E l’alternanza scuola-lavoro, un’altra di quelle trovate geniali che solo un burocrate può partorire. Ma quale imprenditore, mi chiedo con la furia di un vecchio orso, dovrebbe mai sobbarcarsi l’onere di formare gratuitamente dei ragazzini, distaccando a sue spese un dipendente? La scuola, per questi illuminati, non doveva essere il luogo della conoscenza, della curiosità intellettuale, della consapevolezza critica, della responsabilità sociale. No, doveva essere un’appendice del dipartimento risorse umane, un vivaio di manodopera a basso costo, già pronta all’uso, magari pure docile e senza grilli per la testa. E qui sta l’errore madornale, il peccato originale. La scuola non deve preparare al lavoro, ma alla vita. La vita, che certo, include il lavoro, ma che è fatta prima di tutto di cultura, di pensiero, di dubbi, di domande, di quella fame insaziabile di sapere che ci distingue dalle macchine e dagli automi.
Il risultato?

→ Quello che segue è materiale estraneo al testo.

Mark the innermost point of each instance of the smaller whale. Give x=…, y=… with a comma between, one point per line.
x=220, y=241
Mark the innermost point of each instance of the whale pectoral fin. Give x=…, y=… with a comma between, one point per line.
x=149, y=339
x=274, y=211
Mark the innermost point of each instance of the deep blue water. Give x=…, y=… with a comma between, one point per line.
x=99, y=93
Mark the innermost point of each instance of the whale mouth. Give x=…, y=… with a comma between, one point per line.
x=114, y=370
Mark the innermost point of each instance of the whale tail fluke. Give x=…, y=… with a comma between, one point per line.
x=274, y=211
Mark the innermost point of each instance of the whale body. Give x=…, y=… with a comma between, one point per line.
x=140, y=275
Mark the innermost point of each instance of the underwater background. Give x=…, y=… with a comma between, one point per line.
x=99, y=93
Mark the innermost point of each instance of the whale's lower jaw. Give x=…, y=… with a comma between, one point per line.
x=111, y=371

Sotto gli occhi di tutti, anche di chi ha un solo occhio e l’altro bendato. La riforma delle “tre i” ha smantellato l’istruzione umanistica con la grazia di un elefante in cristalleria, senza sostituirla con alcunché di valido. Meno storia, meno filosofia, meno italiano. Un’infarinatura di impressioni generiche, come la definisce Cacciari, e come purtroppo constato ogni giorno, leggendo i temi dei miei nipotini che sembrano scritti da un algoritmo. Siamo passati dal Manzoni, con le sue disquisizioni sul libero arbitrio e la provvidenza, a un guazzabuglio di nozioni spicciole, senza capo né coda, che lasciano i giovani con l’anima e la mente vuota. E l’unica “i” davvero essenziale, l’inglese, la lingua franca del nostro tempo, continua ad essere insegnata come una lingua esotica, anziché come una seconda lingua sin dalle elementari. Un’altra occasione persa, un altro treno partito senza di noi, mentre noi, eterni ritardatari, continuiamo a discutere del colore dei binari.

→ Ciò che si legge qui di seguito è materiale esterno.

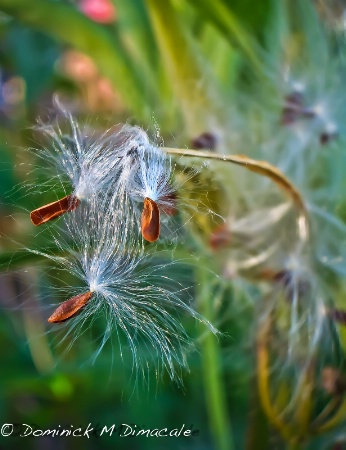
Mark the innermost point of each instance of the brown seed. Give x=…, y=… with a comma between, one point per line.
x=150, y=220
x=221, y=237
x=53, y=210
x=168, y=204
x=70, y=308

Insomma, il quadro è desolante. Una scuola senza identità, senza anima, senza una direzione chiara. Un luogo dove si tagliano i pezzi, si liberalizzano gli accessi, si introducono test che premiano la superficialità, si smantella il pensiero critico in nome di un pragmatismo cieco e miope. E io, vecchio e stanco, che ho visto i gloriosi fasti di un’istruzione, seppur imperfetta, che ancora osava chiamarsi tale, non posso che constatare il disastro. E pensare, con un pizzico di malinconia autoironica, che forse, se fossi nato qualche decennio prima o dopo, avrei potuto affrontare la mia maturità con tutte le materie, con l’angoscia di non sapere nulla di tutto, anziché l’angoscia di sapere che avrei saputo solo quel poco che mi era stato sorteggiato. Un vero peccato. Avrei potuto, chissà, provare l’ebbrezza di un vero fallimento, di un’ignoranza onesta e completa, invece di questa mediocrità addomesticata che ci propinano oggi. E questo, amici miei, è il vero dramma: non tanto ciò che abbiamo perso, ma ciò che non abbiamo mai avuto il coraggio di vivere, nemmeno tra i banchi di scuola.